Thursday, July 18, 2013

Stuffed Teriyaki Salmon with Sriracha Cream Glaze

We have been eating salmon about once a week, sometimes we like to go for a easy marinade and sometimes, we like to give it extra special treatment, like the honey seared salmon with browned butter lime sauce. This salmon really doesn't take much work, because you bake it in the oven, but the homemade teriyaki marinade and the sriracha cream glaze take this salmon to the next level.

This salmon is very reminiscent of one of my favorite sushi rolls, with the salmon, cream cheese, and sriracha cream glaze, served on top of rice, it basically tasted like deconstructed sushi. I tried to convince my sushi-hating husband he was eating sushi as he was devouring this and proclaiming how good it was. Nonetheless, he claims to still hate sushi, but not this excellent salmon dish.
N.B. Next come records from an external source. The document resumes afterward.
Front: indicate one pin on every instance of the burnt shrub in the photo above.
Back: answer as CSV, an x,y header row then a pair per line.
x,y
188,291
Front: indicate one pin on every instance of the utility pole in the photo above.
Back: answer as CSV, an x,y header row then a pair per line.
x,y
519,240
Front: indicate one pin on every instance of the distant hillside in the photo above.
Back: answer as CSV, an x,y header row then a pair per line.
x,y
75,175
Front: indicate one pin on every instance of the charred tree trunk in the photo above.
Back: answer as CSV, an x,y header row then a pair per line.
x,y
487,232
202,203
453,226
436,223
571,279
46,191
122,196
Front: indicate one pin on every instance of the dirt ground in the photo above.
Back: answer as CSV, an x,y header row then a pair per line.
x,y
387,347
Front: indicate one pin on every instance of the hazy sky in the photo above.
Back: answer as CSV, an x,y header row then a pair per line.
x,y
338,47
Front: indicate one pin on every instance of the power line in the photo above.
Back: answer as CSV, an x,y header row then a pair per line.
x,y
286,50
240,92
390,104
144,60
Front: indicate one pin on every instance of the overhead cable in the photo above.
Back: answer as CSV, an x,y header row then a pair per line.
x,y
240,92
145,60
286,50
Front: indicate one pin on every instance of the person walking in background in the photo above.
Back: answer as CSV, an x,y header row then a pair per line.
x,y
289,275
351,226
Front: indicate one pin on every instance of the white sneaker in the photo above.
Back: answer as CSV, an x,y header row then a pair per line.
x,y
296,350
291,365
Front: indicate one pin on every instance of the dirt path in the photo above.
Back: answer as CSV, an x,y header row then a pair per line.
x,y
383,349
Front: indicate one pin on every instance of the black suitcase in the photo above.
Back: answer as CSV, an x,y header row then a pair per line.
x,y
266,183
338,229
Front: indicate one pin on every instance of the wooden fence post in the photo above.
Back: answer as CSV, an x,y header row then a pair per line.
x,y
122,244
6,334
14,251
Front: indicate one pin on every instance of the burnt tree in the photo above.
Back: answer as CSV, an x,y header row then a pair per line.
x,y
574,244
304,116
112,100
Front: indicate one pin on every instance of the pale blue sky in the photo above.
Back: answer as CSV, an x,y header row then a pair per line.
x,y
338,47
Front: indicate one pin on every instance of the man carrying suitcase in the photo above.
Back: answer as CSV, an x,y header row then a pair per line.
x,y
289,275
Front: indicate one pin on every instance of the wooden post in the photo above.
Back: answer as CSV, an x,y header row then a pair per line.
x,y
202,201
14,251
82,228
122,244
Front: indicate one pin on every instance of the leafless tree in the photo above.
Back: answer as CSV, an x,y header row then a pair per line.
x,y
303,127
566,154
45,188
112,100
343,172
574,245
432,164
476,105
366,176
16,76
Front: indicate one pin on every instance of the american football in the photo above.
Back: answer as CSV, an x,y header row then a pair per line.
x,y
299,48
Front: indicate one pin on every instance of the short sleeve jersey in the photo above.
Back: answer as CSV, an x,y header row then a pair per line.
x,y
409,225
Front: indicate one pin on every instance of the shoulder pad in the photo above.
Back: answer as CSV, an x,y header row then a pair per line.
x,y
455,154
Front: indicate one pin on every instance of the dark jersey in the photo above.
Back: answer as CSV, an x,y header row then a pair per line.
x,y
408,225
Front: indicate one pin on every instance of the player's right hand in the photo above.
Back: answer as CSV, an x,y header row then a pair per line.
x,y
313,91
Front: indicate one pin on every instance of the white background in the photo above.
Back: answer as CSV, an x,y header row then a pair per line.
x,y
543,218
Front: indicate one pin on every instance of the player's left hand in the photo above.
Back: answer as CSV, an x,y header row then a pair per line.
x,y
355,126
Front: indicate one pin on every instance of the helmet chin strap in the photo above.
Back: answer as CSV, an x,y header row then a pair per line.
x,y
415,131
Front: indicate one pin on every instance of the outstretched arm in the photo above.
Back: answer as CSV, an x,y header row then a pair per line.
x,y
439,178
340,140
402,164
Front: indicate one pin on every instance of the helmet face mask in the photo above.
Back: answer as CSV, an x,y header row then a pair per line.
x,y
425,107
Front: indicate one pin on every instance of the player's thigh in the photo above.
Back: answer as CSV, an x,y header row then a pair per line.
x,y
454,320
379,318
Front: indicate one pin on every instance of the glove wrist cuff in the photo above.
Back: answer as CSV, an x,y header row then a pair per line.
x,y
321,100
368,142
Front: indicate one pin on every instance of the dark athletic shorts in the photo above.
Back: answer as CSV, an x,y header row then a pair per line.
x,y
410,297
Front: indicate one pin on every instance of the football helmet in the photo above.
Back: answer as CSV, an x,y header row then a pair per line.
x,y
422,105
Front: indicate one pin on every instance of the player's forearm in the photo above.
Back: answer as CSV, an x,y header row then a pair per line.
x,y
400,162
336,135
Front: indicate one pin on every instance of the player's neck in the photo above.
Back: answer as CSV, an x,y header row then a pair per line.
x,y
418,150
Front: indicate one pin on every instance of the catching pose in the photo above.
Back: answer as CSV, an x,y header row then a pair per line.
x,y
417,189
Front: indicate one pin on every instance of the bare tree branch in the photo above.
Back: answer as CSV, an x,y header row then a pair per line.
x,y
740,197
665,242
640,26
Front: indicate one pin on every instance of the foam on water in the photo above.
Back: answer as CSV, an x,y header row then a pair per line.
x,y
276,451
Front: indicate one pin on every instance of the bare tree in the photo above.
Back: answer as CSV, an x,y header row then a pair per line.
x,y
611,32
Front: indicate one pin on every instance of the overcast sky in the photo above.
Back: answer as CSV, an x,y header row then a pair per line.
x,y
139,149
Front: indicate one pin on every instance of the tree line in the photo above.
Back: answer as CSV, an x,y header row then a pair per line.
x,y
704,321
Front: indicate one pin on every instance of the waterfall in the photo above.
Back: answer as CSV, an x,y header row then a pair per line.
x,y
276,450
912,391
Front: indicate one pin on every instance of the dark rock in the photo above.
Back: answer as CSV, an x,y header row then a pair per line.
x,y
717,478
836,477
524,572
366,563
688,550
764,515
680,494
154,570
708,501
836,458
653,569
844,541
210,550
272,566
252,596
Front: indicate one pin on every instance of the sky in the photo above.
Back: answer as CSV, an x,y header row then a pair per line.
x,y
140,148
This meal could all be made the night before, leaving you to just bake and make rice the next night!
Source: Boogie Blog and Damn Delicious

1 tablespoon of Cornstarch
1/4 cup of Cold Water
1/4 cup of Soy Sauce
1 cup of Pineapple Juice
4 tablespoons of Brown Sugar, packed
1/2 teaspoon of Ground Ginger
1/4 teaspoon of Garlic Powder
2 tablespoons of Honey

1/2 cup of Mayonnaise
2-3 tablespoons of Sriracha
1 1/2 tablespoons of Condensed Milk

2 filets of Salmon, 6 oz. each
2-3 tablespoons of Cream Cheese
Additional for Serving: Thinly sliced green onions, sesame seeds, cooked white rice

First, in a small bowl combine the cornstarch and cold water, stir until the cornstarch is dissolved; set aside.

Now, in a medium saucepan combine soy sauce, pineapple juice, brown sugar, ginger, garlic powder, and honey; bring to a simmer. When it is simmering, add the cornstarch mixture. Bring to a boil for a few minutes, until the sauce has thicken and coats the back of a spoon. Let the marinade cool to room temperature, place in refrigerator to speed up the process.

Next, make the sriracha cream glaze, whisk together the mayonnaise, sriracha, and condensed milk; taste and add more sriracha to add more heat or more milk to make it sweeter.

Once the marinade has reached room temperature, pour it over the salmon filets and marinate for 30 minutes up to overnight.

Now, pre-heat your oven to 400. Line a baking sheet with aluminum foil and place the filets of salmon on it; discard the marinade. Slice a slit in the side of the filet and put one-two tablespoons of cream cheese in, careful not to overfill. Sprinkle with sesame seeds, if desired. Bake for 20-25 minutes until the salmon is cooked.

Drizzle with sriracha cream glaze and serve with thinly sliced green onions, over rice, or on it's own.